Dawei ready to roll

Dawei ready to roll

Megaproject's backers hope to put troubles behind them.

After years of uncertainty, the prospects of the massive Dawei project took a recent twist when Thailand and Myanmar officially tied the knot to push the ambitious scheme forward.

Workers build a port as part of the Dawei project. THITI WANNAMONTHA

With three memoranda of understanding signed by the two countries in November, the Dawei concession was transferred from Italian-Thai Development Plc (ITD) to Dawei SEZ Development Co (DSEZ), a special-purpose vehicle for the project.

DSEZ, a 50-50 venture of Thailand and Myanmar, now has a 75-year concession from Myanmar's government to develop the special economic zone and a deep-sea port _ replacing ITD, which had received the concession from the Myanmar government in November 2010.

Thailand and Myanmar agreed in June to set up DSEZ with an equal shareholding and an initial investment of 12 million baht, far below the 100 million baht proposed earlier. The company will be registered in Thailand.

The second memorandum revoked concessions between ITD and Myanmar, while the third obliges new investors to reimburse ITD for its expenditure on building a small port and roads estimated at 6 billion baht.

DSEZ is expected to award concessions for three projects _ a dual-lane highway linking Thailand with Dawei, a small port and an industrial estate _ by the second quarter of 2014.

ITD, meanwhile, can also bid on the three projects under the new plan. Initially, the contractor will team up with Rojana Industrial Park and other partners to bid on industrial estate development at Dawei, covering 30,000 rai at an investment of 100 billion baht.

ITD had estimated it would need US$9 billion (284 billion baht) to develop 128,171 rai (20,507 hectares).
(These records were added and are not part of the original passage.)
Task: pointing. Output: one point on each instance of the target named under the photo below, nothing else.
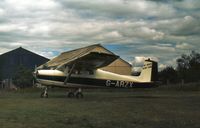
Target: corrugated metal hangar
(119, 66)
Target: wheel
(70, 94)
(79, 95)
(44, 95)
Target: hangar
(119, 66)
(10, 62)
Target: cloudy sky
(133, 29)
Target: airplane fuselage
(98, 78)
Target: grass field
(139, 108)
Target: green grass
(139, 108)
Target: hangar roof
(73, 54)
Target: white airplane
(84, 71)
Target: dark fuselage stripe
(97, 82)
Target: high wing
(92, 60)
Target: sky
(162, 30)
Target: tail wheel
(79, 95)
(44, 95)
(70, 94)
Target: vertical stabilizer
(149, 71)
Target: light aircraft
(84, 71)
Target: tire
(79, 95)
(70, 94)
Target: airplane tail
(149, 71)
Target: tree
(23, 77)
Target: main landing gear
(76, 93)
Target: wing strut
(69, 75)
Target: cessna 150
(83, 71)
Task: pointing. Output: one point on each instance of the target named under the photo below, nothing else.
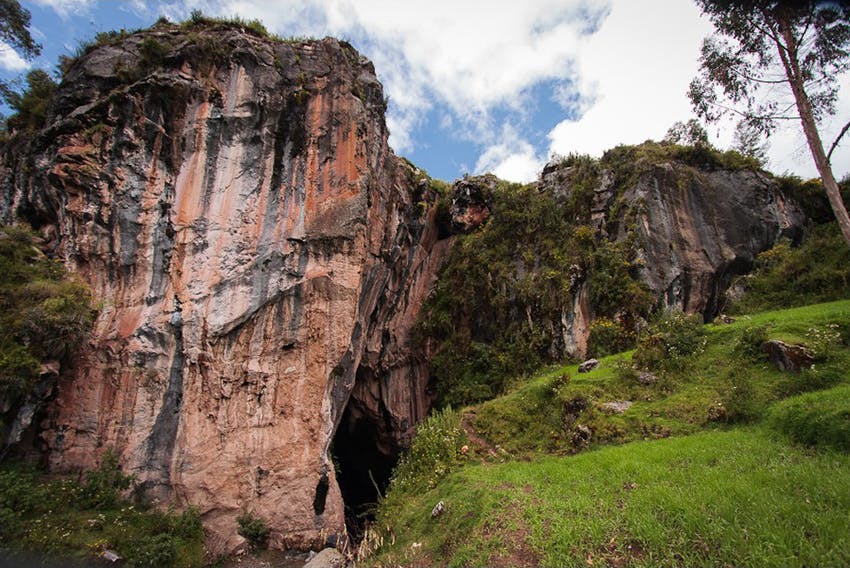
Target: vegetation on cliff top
(44, 315)
(501, 287)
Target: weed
(254, 529)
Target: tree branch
(837, 140)
(744, 114)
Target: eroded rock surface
(696, 229)
(259, 254)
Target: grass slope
(764, 482)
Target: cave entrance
(364, 455)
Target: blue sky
(479, 85)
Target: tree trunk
(788, 55)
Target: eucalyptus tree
(14, 32)
(772, 61)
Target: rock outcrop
(696, 228)
(259, 254)
(261, 257)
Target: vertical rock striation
(259, 253)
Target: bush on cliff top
(44, 313)
(496, 310)
(816, 271)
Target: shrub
(671, 342)
(254, 529)
(31, 105)
(432, 454)
(153, 551)
(496, 310)
(44, 313)
(815, 419)
(608, 337)
(104, 485)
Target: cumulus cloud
(67, 7)
(470, 56)
(635, 70)
(618, 70)
(10, 60)
(512, 158)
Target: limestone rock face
(697, 229)
(259, 254)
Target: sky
(479, 86)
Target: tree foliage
(44, 315)
(14, 32)
(30, 106)
(742, 71)
(772, 61)
(690, 133)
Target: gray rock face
(697, 229)
(327, 558)
(260, 255)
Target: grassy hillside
(754, 470)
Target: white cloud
(471, 56)
(65, 7)
(636, 68)
(512, 158)
(627, 81)
(10, 60)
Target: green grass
(817, 419)
(763, 482)
(61, 519)
(736, 498)
(533, 418)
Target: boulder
(327, 558)
(616, 406)
(789, 358)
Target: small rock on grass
(327, 558)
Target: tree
(14, 31)
(777, 60)
(31, 105)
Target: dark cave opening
(364, 459)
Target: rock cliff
(259, 253)
(261, 258)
Scarce progress was shown by ITD in developing the site given the massive investment required, raising doubts among observers over whether Dawei would happen.

ITD president Premchai Kanasutra accepted that switching the concession from his company to DSEZ would make the project viable, and that government cooperation would build confidence with foreign investors.

Thailand's caretaker government, meanwhile, has asked Japan to take part in Dawei, which involves big projects such as power plants, integrated steel mills and refineries.

The Dawei development is four times the size of the Thilawa SEZ that Japan has already committed to, but caretaker Commerce Minister Niwatthamrong Bunsongphaisan has said that Dawei's site in eastern Myanmar will make it competitive as the deep-sea port sustains export-oriented industry.

Located some 350 kilometres from Bangkok by road, the project is envisaged as a key component of the East-West Corridor and supports Thailand's vision of becoming the logistics hub of Asean.